吾々を困惑させていた塔の異常の原因をすぐに突き止めることができたのも、そうした烈しい仕事に永く携わってこられたからである。その方はまず四つの壁を入念に点検されてから、その建物を離れて遠くの丘に上がり、そこからしばらく塔を見つめておられた。
やがて戻って来られ、吾々を平地に呼び集めて、およそ次のような言葉で欠陥を説明してくださった。
「皆さんがこの聖堂の建築に携わっておられた時、この塔の部分だけを残してまず他のホールの仕上げを急がれた。それが終わってから持てるエネルギーの全てをこの塔を強固にする作業に集中された。そのとき仕事に夢中になって一つだけ見落されたことがあります。
四つの側面の手入れに同じ頭数(あたまかず)で当たるべきだったことです。その上、高く聳えた塔の上の部分に遠くからの光が当たった時に下の部分で働いていた人たちの意思がその方へ奪われ、その時そこを流れていた霊力に十分に曝(さら)されなかった。
ちょうどその時です。たまたま私たちの一団が暗黒界での仕事からの帰りにここを通りかかりました。私たちは悪戦苦闘したあとで、すっかり体力を消耗していましたので、そこを流れていた霊力を吸収してしまったのです。
そのとき四つの側面に同じ人数が携わっていれば良かったのですが、私たちもそうとは知らずに、その数の少ない問題の部分から吸収してしまったということです。
ですから問題の角は形と均整がいびつなのではなくて、素材のキメが粗いのです。この私の話を念頭に置かれてもう一度よくご覧になれば、他の三つの角に較べてその角だけが色調が暗いことに気づかれるでしょう。
それは今も言ったとおり私たちによって生命力を奪われ光沢を失ったからで、形態は他と少しも変わらないのに、見た感じが見劣りがするわけです」
そのあと吾々もその通りであることを確認し、その修復を行ったが、それは簡単に済みました。最初に建築に携わった同じメンバーを集めて仕事に取り掛かりました。
全員から湧き出る意念の流れをその問題の箇所に向けて放射すると、次第に色調が明るさを増して他の部分と同じ光輝を放つようになりました。そして完全に同じとなった段階で意念の放射を止めました。仕上がりは上々で、完璧な調和を見せておりました。

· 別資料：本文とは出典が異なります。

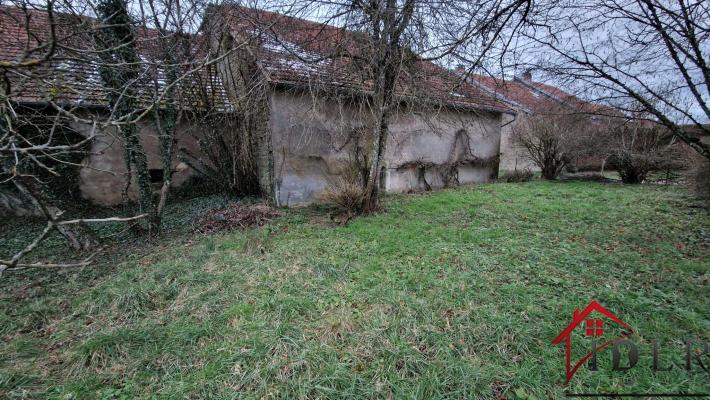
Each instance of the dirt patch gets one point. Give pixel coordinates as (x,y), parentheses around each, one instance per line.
(236,216)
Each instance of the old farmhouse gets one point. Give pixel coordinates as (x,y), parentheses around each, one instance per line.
(299,90)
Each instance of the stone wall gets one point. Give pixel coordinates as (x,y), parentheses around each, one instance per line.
(513,157)
(102,178)
(314,141)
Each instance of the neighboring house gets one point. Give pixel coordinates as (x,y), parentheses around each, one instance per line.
(300,93)
(307,89)
(528,98)
(71,82)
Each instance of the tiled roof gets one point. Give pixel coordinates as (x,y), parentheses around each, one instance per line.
(295,51)
(536,97)
(71,76)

これでお判りの通り、そもそもの原因はまだ建築が完全に仕上がっていない段階で暗黒界でエネルギーを使い果たした一団がそうとは知らずに近くを通りかかったことにあった。悪というものは本質的には侵略的なものではなく消極的なものです。
善性の欠如にすぎません。善なるものには力があります。暗黒界での仕事でエネルギーを使い果たした一団が吸い取った力も善なる天使の力です。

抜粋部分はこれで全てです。